My Efforts. I demonstrated that for a single population, with obvious notational extensions, it holds that $\dfrac{\bar{X} - \mu}{S/\sqrt{n}}$ converges in distribution to a random variable with an $\mathcal{N}(0, 1)$ distribution. However, this result cannot be used in this question.
For one thing, $\bar{X}_{1, n_1} - \bar{X}_{2, n_2}$ cannot be written as a single arithmetic mean as in the result above.
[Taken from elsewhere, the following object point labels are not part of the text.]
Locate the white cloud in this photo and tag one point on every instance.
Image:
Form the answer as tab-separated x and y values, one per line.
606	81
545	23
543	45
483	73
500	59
For another thing, while $S_1^2 \to \sigma_1^2$ and $S_2^2 \to \sigma_2^2$ in probability, since $\sigma_1^2 \neq \sigma_2^2$ they cannot be "factored out" like in my demonstration, prohibiting direct use of the CLT.
Additional assumption: $\frac{n_{2}}{n_{1}}\to c$ and $n_{1}\land n_{2}\to \infty$,
Denote $n\equiv n_{1}\lor n_{2}$. Construct the following triangular array
$$\begin{matrix}Y_{1,1}\\Y_{2,1}&Y_{2,2}\\Y_{3,1}&Y_{3,2}&Y_{3,3}\\ \cdots&\cdots&\cdots&\cdots\\ Y_{n,1}&Y_{n,2}&Y_{n,3}&\cdots&Y_{n,n}\\\cdots&\cdots&\cdots&\cdots&\cdots&\cdots\end{matrix}$$
with $Y_{n,i}\equiv \frac{\sqrt{n_{2}}}{n_{1}}X_{1,i}1_{\{i\leq n_{1}\}}-\frac{1}{\sqrt{n_{2}}}X_{2,i}1_{\{i\leq n_{2}\}}$. Then it remains to prove $$\frac{\sum_{i=1}^{n}Y_{n,i}}{\sqrt{\frac{n_{2}}{n_{1}}\sigma_{1}^{2}+\sigma_{2}^{2}}}\to_{d}\mathcal{N}(0,1) \quad\text{Under }\mathbb{H}_{0}:\mu_{1}=\mu_{2}.$$
By construction $Y_{n,i}$ is row-wise independent, also we have $$\mathbb{E}[Y_{n,i}]=\frac{\sqrt{n_{2}}}{n_{1}}\mu_{1}1_{\{i\leq n_{1}\}}-\frac{1}{\sqrt{n_{2}}}\mu_{2}1_{\{i\leq n_{2}\}},$$ and $$\mathrm{Var}(Y_{n,i})=\frac{n_{2}}{n_{1}^{2}}\sigma_{1}^{2}1_{\{i\leq n_{1}\}}+\frac{1}{n_{2}}\sigma_{2}^{2}1_{\{i\leq n_{2}\}}.$$ This gives $$\sum_{i=1}^{n}\mathbb{E}[Y_{n,i}]=\sqrt{n_{2}}\mu_{1}-\sqrt{n_{2}}\mu_{2}=0\quad \text{(under the null)},$$ and $$\mathrm{Var}\biggl(\sum_{i=1}^{n}Y_{n,i}\biggr)=\sum_{i=1}^{n}\mathrm{Var}(Y_{n,i})=\frac{n_{2}}{n_{1}}\sigma_{1}^{2}+\sigma_{2}^{2}.$$
The desired convergence is guaranteed by triangular array CLT
Note that $$ \begin{align*} Y_{n,i}^{2}&=\Bigl(\frac{\sqrt{n_{2}}}{n_{1}}X_{1,i}1_{\{i\leq n_{1}\}}-\frac{1}{\sqrt{n_{2}}}X_{2,i}1_{\{i\leq n_{2}\}}\Bigr)^{2}\\ &\leq 2\Bigl(\frac{n_{2}}{n_{1}^{2}}X_{1,i}^{2}1_{\{i\leq n_{1}\}}+\frac{1}{n_{2}}X_{2,i}^{2}1_{\{i\leq n_{2}\}}\Bigr), \end{align*}$$ separate terms in the summation and by dominated convergence theorem, it's easy to verify the Lindeberg condition.